Em relação ao teto para as transações feitas com VR e VA, o valor foi fixado em  3,6%. A taxa de intercâmbio também foi limitada a 2%, sendo proibida cobranças adicionais. Os estabelecimentos terão um prazo de 90 dias para se adequar às novas regras.

O decreto foi assinado durante uma reunião com o vice-presidente Geraldo Alckmin (PSB), e os ministros do Trabalho, Luiz Marinho (PT), Fernando Haddad, da Fazenda, e Rui Costa, da Casa Civil, no Palácio da Alvorada.

O Comitê Gestor Interministerial do PAT será responsável por determinar parâmetros técnicos, estabelecer regras e regulamentar o funcionamento do sistema de pagamentos.


Entenda o PAT

  • O PAT é uma iniciativa governamental que oferece benefícios de alimentação para trabalhadores que ganham até cinco salários mínimos.
  • O programa foi instituído em 1976 e atualmente atende cerca de 24 milhões de brasileiros.
  • A adesão das empresas não é obrigatória. Em contrapartida, os participantes são beneficiados com incentivos fiscais nos gastos com VA e VR, desde que o subsídio seja concedido a todos os funcionários da empresa.
  • O decreto regulamenta a portabilidade e a interoperabilidade do benefício.
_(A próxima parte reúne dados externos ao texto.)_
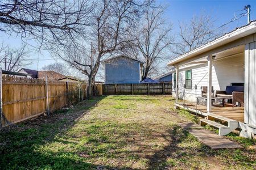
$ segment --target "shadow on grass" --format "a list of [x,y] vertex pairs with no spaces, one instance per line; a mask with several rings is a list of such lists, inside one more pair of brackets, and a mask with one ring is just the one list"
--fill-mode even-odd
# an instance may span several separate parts
[[[189,133],[177,125],[175,125],[173,129],[168,130],[168,139],[166,134],[162,134],[162,137],[169,142],[169,144],[165,146],[162,150],[159,150],[148,159],[150,160],[148,163],[149,169],[163,169],[166,167],[172,167],[177,166],[179,163],[184,163],[185,165],[189,164],[188,159],[186,157],[194,157],[199,155],[201,151],[209,149],[207,146],[201,144],[199,147],[191,147],[190,146],[180,147],[179,144],[186,140],[191,140],[193,138],[189,136]],[[192,152],[189,152],[188,150],[193,150]]]
[[[0,133],[0,169],[90,169],[96,167],[75,152],[63,148],[48,149],[53,142],[76,144],[57,136],[75,125],[80,117],[105,98],[100,96],[81,102],[73,109],[60,110],[18,126],[7,127]],[[41,149],[45,147],[44,149]],[[112,168],[115,167],[109,167]],[[117,169],[117,168],[115,168]]]

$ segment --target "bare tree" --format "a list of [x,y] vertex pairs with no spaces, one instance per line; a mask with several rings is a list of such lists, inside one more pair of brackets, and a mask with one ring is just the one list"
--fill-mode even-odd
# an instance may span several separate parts
[[177,42],[172,48],[174,57],[183,55],[220,36],[224,28],[214,26],[216,20],[203,11],[193,16],[190,22],[180,22]]
[[40,44],[72,42],[75,35],[88,26],[93,7],[89,0],[2,0],[0,1],[0,31]]
[[167,24],[163,17],[165,10],[162,6],[156,6],[154,1],[148,1],[145,5],[143,17],[138,22],[138,31],[134,44],[144,62],[142,80],[146,78],[151,71],[157,70],[159,64],[168,55],[164,51],[172,42],[170,34],[172,26]]
[[69,74],[69,70],[65,66],[65,65],[62,63],[59,62],[51,63],[44,66],[42,68],[42,70],[45,71],[54,71],[55,72],[66,75]]
[[5,46],[0,46],[0,66],[3,70],[16,71],[20,68],[30,64],[28,60],[30,52],[25,45],[12,49]]
[[137,8],[133,0],[100,1],[93,9],[88,30],[92,49],[89,46],[76,46],[65,50],[65,55],[58,55],[88,76],[89,95],[102,58],[121,50],[131,41],[129,35],[134,27]]

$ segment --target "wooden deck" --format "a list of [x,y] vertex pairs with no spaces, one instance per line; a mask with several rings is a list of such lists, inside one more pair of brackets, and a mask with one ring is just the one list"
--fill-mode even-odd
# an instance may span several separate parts
[[[186,107],[192,109],[196,109],[196,103],[193,102],[179,103]],[[197,110],[201,112],[207,113],[207,109],[206,105],[197,105]],[[212,113],[218,114],[224,117],[232,118],[240,122],[243,122],[244,121],[244,108],[236,107],[232,108],[232,107],[222,107],[218,105],[213,105],[212,108]]]

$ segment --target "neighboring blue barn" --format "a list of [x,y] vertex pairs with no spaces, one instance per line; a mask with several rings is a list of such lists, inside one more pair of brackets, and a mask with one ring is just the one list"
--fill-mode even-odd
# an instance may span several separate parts
[[102,62],[105,67],[105,84],[139,83],[143,62],[124,56]]
[[154,79],[160,82],[171,82],[172,74],[171,73],[165,73],[156,76]]

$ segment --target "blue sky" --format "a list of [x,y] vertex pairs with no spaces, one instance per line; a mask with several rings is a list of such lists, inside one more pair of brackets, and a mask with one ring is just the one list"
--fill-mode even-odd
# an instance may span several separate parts
[[[156,0],[158,2],[163,4],[168,4],[168,7],[166,11],[166,17],[173,24],[174,33],[178,31],[177,24],[179,21],[189,21],[194,15],[198,15],[203,10],[205,13],[213,16],[217,19],[216,24],[220,26],[229,22],[233,17],[234,13],[241,14],[244,11],[238,11],[243,9],[247,5],[251,6],[251,19],[256,19],[256,1],[242,0],[205,0],[205,1],[185,1],[185,0]],[[229,31],[236,27],[241,26],[247,23],[246,16],[239,20],[233,22],[228,25]],[[11,46],[15,47],[21,45],[21,41],[18,37],[14,35],[7,35],[0,31],[0,39],[1,41]],[[33,63],[30,66],[32,69],[40,69],[43,66],[55,61],[51,58],[46,52],[39,52],[33,50],[31,53]],[[36,61],[39,60],[39,61]],[[61,62],[61,61],[57,61]]]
A medida também traz mudanças na interoperabilidade, mecanismo que permite que uma única máquina de cartão passe todas as bandeiras. A implementação desta ferramenta levará até 360 dias. De acordo com o ministro do Trabalho, Luiz Marinho, as mudanças vão estimular a concorrência, podendo aliviar o preço dos alimentos nos supermercados.

“O valor do benefício se mantém. O que vai melhorar é a rentabilidade daquele restaurante e vai, portanto, ao melhorar a situação dele, ele pode, eventualmente, reduzir o preço da refeição lá na ponta”, disse o ministro após a reunião.

De acordo com o presidente da Associação Brasileira de Supermercados (Abras), João Galassi, com a redução no prazo de repasse, mais estabelecimentos vão passar a aceitar o benefício e, consequentemente, diminuir preços.

“Nós temos hoje mais de 300 mil empresas no Simples Nacional no setor de supermercados. Todas elas passarão a aceitar o voucher alimentação e refeição no país com o arranjo aberto. Isso vai acontecer em seis meses”, disse o dirigente da entidade.

O decreto será publicado no Diário Oficial da União desta quarta-feira (12/11).